When writing your solution, please abide by the following conditions:
- Your code should be original and not taken from any other source, online or otherwise. If you do use external code, please indicate that clearly in your solution.
- Code should be written to be compatible with a Python 2.x version no later than 2.6. Please indicate the version of Python you’ve used for development and testing.
- You may use any of the Python standard library, but no other third-party libraries.
Imagine that a company ExampleCo provides shared web hosting services to multiple customers for the purposes of serving static files (for example, image or movie files). The hosting is provided under a single website where each customer has their own top-level directory.
The names of the customer directories may be any valid directory name. The directory structure beneath each customer’s directory is under the customer’s own control.
ExampleCo charges its customers on a monthly basis based on the total bytes transmitted in response to requests for their files. The entire website is served from a single webserver instance. It generates a set of access log files in the standard Apache Combined Log Format and these log files contain a line for each HTTP request which is made to the server. A summary of this log file format is contained in a later section.
The aim of the exercise is to produce a Python script to process a set of access log files and produce a report containing three types of statistics. The values required are:
- The percentage of requests that were referred from off-site.
- The total number of GB of responses served per top-level customer directory.
- The top 10 URLs sorted by number of requests, including the number of requests for each. The script should take a directory as a command-line argument and it should assume all files in this directory are access log files. The Apache Combined Log Format used for these files is covered in more detail in the following section.
The script should process all such log files, calculate the above statistics across all log entries so found and finally print the statistics to standard output. You may assume that the script is to be run by systems administrators rather than general users, but that they will not be familiar with Python so output such as stack backtraces should be avoided.
When calculating the statistics, the following clarifications should also be taken into account:
- For the purposes of this script, the definition of an off-site request is one where the hostname portion of the referrer URL is not example.com or a subdomain thereof. For example a request with a referrer URL of http://www.website.com/site/index.html would count as off-site, whereas a request from http://host4.example.com/catalogue.html would not.

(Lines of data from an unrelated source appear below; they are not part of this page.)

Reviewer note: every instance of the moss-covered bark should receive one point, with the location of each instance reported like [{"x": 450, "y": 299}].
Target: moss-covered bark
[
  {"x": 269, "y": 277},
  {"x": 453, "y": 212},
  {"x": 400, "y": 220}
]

- The total number of GB should be produced per top-level directory. Each total should include the bytes for every request for a file within that directory – this includes error responses such as 404. For the purposes of this exercise, 1GB is calculated as 1,000,000,000 bytes.
- The top 10 URLs by number of requests should only take account of requests that resulted in 2xx responses – any error requests (e.g. 404) should not be counted.
- All requests may be treated identically irrespective of method (e.g. GET, POST, PUT, etc.). An example of the style of output to be produced for some sample data is shown below:
Off-site requests: 3920 of 12000 (32.67%)
Top 10 URLs:
32 - /greenace/data/muskellunge.lst
29 - /sunhouse/proficiently.php
25 - /sandanfase/movies/courser.mov
25 - /ontozoom/data/stereophonic.dat
25 - /greenace/movies/sneezed.avi
25 - /greenace/data/restfullest.lst
24 - /sunhouse/warm.php
24 - /sandanfase/resources/schoolbook.dat 24 - /ontozoom/images/towers.png
24 - /ontozoom/images/guests.jpg
Customer usage summary:
0.03 GB - fixlab
7.85 GB - sunhouse
0.10 GB - icecode
1.49 GB - namcom
0.30 GB - groovecorporation
5.11 GB - zathtam
6.47 GB - ontozoom
0.10 GB - careity
1.40 GB - recore
0.78 GB - medron
7.85 GB - greenace
0.02 GB - canetone
0.28 GB - fincom
3.16 GB - freshfax
4.94 GB - latstrip
0.00 GB - roundplus
0.01 GB - citycity
0.77 GB - joyline
6.07 GB - sandanfase
3.06 GB – mediaplus
The format of the access logs is a space-separated list of fields, some of which are enclosed in double-quotes. The list of fields is:
- IP address – the IP address of the client machine performing the request.
- RFC-1413 ID – the identity of the remote user, can be assumed to always be “-” in these logs.
- User ID – the logged in user, can be assumed to always be “-” in these logs.
- Time – the time of the request in the form [DD/MM/YYYY:hh:mm:ss +ZZZZ] where ZZZZ is the time zone specification in a four-digit offset from UTC.
- Request – the request method, URL and HTTP version enclosed in quotes (e.g. “GET /path HTTP/1.1”).
- Status – the HTTP status code of the response as an integer (e.g. 200). Bytes – the total number of bytes in the response sent.
- Referrer – the content of the Referer header enclosed in quotes. This indicates the URL of the page which linked to the resource being requested.
- User-Agent – the content of the User-Agent header enclosed in quotes. This is a string identifying the client application making the request. If a double-quote character occurs in a double-quoted field, it is escaped by prefixing it with a backslash. Similarly, backslash characters themselves are represented by a double- backslash. A sample log line in this format is shown below (note that it is wrapped for space reasons here, but it represents a single line in the real log file):
 171.3.142.225 - - [12/07/2011:00:15:32 +0000] "GET /ontozoom/data/cepheid.dat HTTP/1.1" 200 8871065 "http://www.fixlab.com/cherry.html" "Mozilla/4.5 RPT-HTTPClient/0.3- 2"